A Baltimore City government agency’s delays in submitting timely reimbursement requests to the U.S. Department of Housing and Urban Development may have cost the city more than $10 million.
It’s not clear how Baltimore could recoup those funds, which are designated for homeless services across the city. HUD and city officials declined to be interviewed for this story.
Representatives from The Mayor’s Office of Homeless Services, which helps provide shelter for people experiencing homelessness, said in an email that they worked on more than 30 projects related to homeless services with nonprofit providers in fiscal years 2020 and 2021 using federal funds from HUD. In fiscal year 2020, the federal housing department awarded the city $23.1 million for these projects; in 2021, it awarded $25 million.
Facing high rates of staff turnover, mounting workloads and a far-reaching financial scandal perpetrated by one of its most frequently relied-upon partner organizations, the homeless services office fell behind on its payments to nonprofit service providers and began using city dollars instead of the designated HUD funds. The city counted on eventually getting reimbursed for the general funds from HUD, but “due to several administrative hurdles,” the homeless services office did not request the back payments on time, agency spokeswoman Kyana Underwood said.
The federal housing agency has specific rules for recipients handling this type of grant money. For example, grantees must submit all required reports to HUD no later than 90 days from the date of the end of the project’s grant term, HUD code states, and any “unused” grants funds will be “deobligated,” meaning canceled or adjusted by HUD. In 2022, the city used only $14.7 million of its $25.4 million award, according to sources with knowledge of the situation.
HUD representatives told The Baltimore Banner in a statement that the agency’s priority is the well-being of those receiving services, but offered no other information on the matter. And Underwood said an investigation into the situation and a resolution is ongoing.

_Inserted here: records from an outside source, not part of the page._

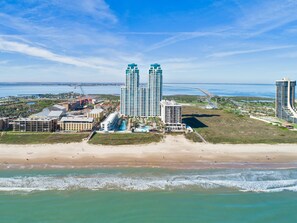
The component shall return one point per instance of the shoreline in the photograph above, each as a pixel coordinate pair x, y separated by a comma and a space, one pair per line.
175, 152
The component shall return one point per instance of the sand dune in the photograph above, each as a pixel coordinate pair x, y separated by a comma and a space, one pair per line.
173, 152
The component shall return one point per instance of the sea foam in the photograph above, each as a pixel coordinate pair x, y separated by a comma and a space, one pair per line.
243, 180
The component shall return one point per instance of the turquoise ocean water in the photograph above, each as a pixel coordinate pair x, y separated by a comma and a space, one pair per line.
148, 195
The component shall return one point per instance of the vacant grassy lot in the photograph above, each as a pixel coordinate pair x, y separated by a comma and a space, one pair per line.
125, 139
40, 138
218, 126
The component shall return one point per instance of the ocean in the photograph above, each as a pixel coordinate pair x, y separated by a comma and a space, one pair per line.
148, 195
251, 90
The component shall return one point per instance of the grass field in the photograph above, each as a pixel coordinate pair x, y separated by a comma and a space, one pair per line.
218, 126
40, 138
125, 138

“Our partnership [with HUD] and commitment to making homelessness rare, brief, and nonrecurring in Baltimore City remains strong,” she said in a statement. “Services for the communities and individuals that MOHS works with will not be interrupted or impacted.” She added that the fiscal year 2022 award increased by $1.3 million from the previous year’s award.

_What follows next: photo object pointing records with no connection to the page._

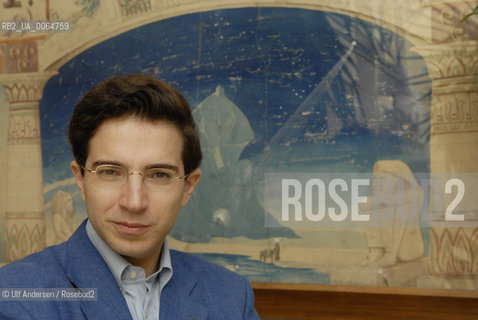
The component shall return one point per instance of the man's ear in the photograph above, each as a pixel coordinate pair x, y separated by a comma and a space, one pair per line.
190, 184
80, 179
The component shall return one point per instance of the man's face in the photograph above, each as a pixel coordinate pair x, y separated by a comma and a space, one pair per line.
133, 219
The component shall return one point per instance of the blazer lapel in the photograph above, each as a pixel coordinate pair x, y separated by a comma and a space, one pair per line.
87, 269
179, 299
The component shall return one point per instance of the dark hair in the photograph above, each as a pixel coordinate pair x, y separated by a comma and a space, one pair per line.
139, 96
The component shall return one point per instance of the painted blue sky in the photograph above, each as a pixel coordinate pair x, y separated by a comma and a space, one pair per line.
269, 61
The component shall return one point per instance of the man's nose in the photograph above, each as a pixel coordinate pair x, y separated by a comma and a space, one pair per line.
134, 197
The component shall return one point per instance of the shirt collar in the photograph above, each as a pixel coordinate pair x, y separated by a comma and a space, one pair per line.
116, 262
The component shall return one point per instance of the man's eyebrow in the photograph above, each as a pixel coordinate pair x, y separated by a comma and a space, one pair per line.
109, 162
163, 166
150, 166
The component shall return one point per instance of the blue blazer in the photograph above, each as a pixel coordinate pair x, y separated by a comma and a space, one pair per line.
198, 289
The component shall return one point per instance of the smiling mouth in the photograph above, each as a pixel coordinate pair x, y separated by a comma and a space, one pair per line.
130, 228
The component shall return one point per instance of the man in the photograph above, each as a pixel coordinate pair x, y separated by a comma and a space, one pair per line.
137, 157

The Mayor’s Office of Homeless Service applies each year for competitive grant funding from HUD to finance projects related to homeless services. Typically, funding is assigned based on need and how well recipients — in this case the Mayor’s Office of Homeless Services — complied with the rules, spent the money and delivered services during the previous year. The homeless services office typically spends most of the funding on permanent supportive housing services, according to the city’s website, which pairs housing subsidies with social services to keep people sheltered long-term.
To help execute the work, the city relies on dozens of nonprofit partners to provide both housing and counseling services. Problems with paying partner organizations on time have been well documented, with one 2022 report by the Abell Foundation finding that only 1 out of 115 federal housing grants surveyed in the study was approved on or before the date work was scheduled to begin. Typically, small organizations dipped into their own coffers, the report found, and the problems have led to “fewer and more strained partnerships” overall.

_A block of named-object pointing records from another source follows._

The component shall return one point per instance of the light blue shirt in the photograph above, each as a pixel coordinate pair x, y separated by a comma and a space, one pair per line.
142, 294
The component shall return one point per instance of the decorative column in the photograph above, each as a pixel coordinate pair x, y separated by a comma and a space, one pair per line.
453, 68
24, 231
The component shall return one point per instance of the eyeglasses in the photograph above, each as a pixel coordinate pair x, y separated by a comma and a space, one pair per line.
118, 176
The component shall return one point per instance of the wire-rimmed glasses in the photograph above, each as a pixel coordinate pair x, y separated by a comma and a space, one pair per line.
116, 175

The money nonprofits receive for housing and counseling services often trickles down to property owners and managers who house tenants paying little or no rent; the rest is typically subsidized by HUD. Money for rent payments is supposed to flow from the city into the nonprofits, who then make payments to their partners for items such as rent, utilities and other social services.
Landlord Andrea Campo has one tenant who receives a housing subsidy from Community Housing Associates, a Baltimore nonprofit that provides affordable housing access and resources. Campo has housed the tenant for 12 years and grew accustomed to monthlong payment delays, she said.
But starting in 2021, Campo said the delays became longer and longer. She is owed at least three months’ rent this year, she said, and last year had a six-month payment gap.
“Small landlords in this city are running,” she said. “We’re being driven out of the city.”
Another property owner, Denise Uhrin, said she’s owed as much as $21,000 in rent payments for one tenant.
“I just want to get paid,” Uhrin said, adding that even when reimbursements trickle in, they rarely cover the full balance owed. “I’ve started selling some of my properties. In Baltimore City, it’s been way more challenging year to year.”
Underwood, from the homeless services office, said the city is working with HUD to secure reimbursement and is “exploring all options” but did not elaborate on what those options could be. And HUD officials would not say if future funding awards would be affected by the city’s lateness.